LAWRENCE — In a swiftly issued decision, hearing officer Peter McQuillan upheld Mayor William Lantigua’s termination of veteran police officer Carlos Gonzalez.
The city on Monday served Gonzalez with a termination letter and is in the process of shutting off his pay, officials said.
Gonzalez, 48, is currently sitting in a Florida jail awaiting trial on child rape charges. He was also indicted on child rape charges in New Hampshire last month. Gonzalez, who earns $60,000, has been on paid administrative leave since Dec. 17, 2012. With McQuillan’s decision, the city can now shut down Gonzalez’s pay.
The officer is charged with sexually assaulting a girl under age 13 in Salem, N.H. in 1992 and 1993 and raping a girl under age 12 in Haines City, Florida in July 2012.
While Gonzalez is being stripped of his salary, two other city police officers indicted on felony charges, Deputy Chief Melix Bonilla and P.J. Lopez, remain on the city payroll. Lantigua, as mayor, is the appointing authority and ultimately decides if a police officer will be fired.
On Monday, a termination letter was faxed to Gonzalez who is being held on a $165,000 bond in the South Jail in Polk County, Fla., officials said.
A termination hearing for Gonzalez was held on June 21 at Lawrence City Hall. McQuillan, city attorney Charles Boddy and police Capt. Scott McNamara attended the hearing. Neither Gonzalez nor his defense attorney were present.
McQuillan issued his decision, agreeing with Lantigua’s firing the 25-year police officer, five days later on June 26.
In his decision, McQuillan wrote “just cause” exists for Gonzalez’s termination for conduct unbecoming of an officer and noted he’s facing “serious criminal charges of moral turpitude in Florida and New Hampshire involving two separate alleged victims who are minors.”

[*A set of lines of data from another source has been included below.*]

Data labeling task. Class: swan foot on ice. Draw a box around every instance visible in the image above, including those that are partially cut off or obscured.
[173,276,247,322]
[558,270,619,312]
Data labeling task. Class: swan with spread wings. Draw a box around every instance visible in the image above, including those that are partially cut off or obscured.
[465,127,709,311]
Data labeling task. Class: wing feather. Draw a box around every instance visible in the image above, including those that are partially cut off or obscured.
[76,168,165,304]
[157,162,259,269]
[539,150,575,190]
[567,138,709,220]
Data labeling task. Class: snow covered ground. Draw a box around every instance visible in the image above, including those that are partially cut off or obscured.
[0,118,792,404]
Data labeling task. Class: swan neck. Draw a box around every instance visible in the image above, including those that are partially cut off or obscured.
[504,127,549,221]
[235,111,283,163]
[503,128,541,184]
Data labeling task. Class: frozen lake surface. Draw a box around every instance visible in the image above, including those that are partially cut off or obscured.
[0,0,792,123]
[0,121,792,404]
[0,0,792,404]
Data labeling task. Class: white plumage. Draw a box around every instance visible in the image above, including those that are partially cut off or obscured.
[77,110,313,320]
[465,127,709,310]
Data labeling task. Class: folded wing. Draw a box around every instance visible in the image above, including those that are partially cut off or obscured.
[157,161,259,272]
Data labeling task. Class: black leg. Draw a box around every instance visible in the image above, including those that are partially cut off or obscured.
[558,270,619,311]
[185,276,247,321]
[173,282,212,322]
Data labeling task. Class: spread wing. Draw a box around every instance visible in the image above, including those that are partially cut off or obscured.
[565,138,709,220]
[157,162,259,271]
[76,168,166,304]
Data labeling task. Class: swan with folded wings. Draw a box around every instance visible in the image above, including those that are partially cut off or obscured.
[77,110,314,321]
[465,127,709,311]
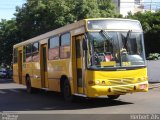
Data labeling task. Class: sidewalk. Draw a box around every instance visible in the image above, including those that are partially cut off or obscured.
[149,83,160,89]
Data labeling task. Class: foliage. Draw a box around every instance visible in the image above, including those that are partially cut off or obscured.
[0,20,19,65]
[147,53,160,60]
[127,11,160,56]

He added it’s reasonable to conclude Gonzalez committed a serious breach of public trust and quoted state case law (city of Boston v. Boston Patrolmen’s Association) which reads, “One of the most important police functions is to create and maintain a feeling of security in communities. To that end, it is extremely important for the police to gain and preserve public trust, maintain public confidence and avoid abuse of power by law enforcement officials.”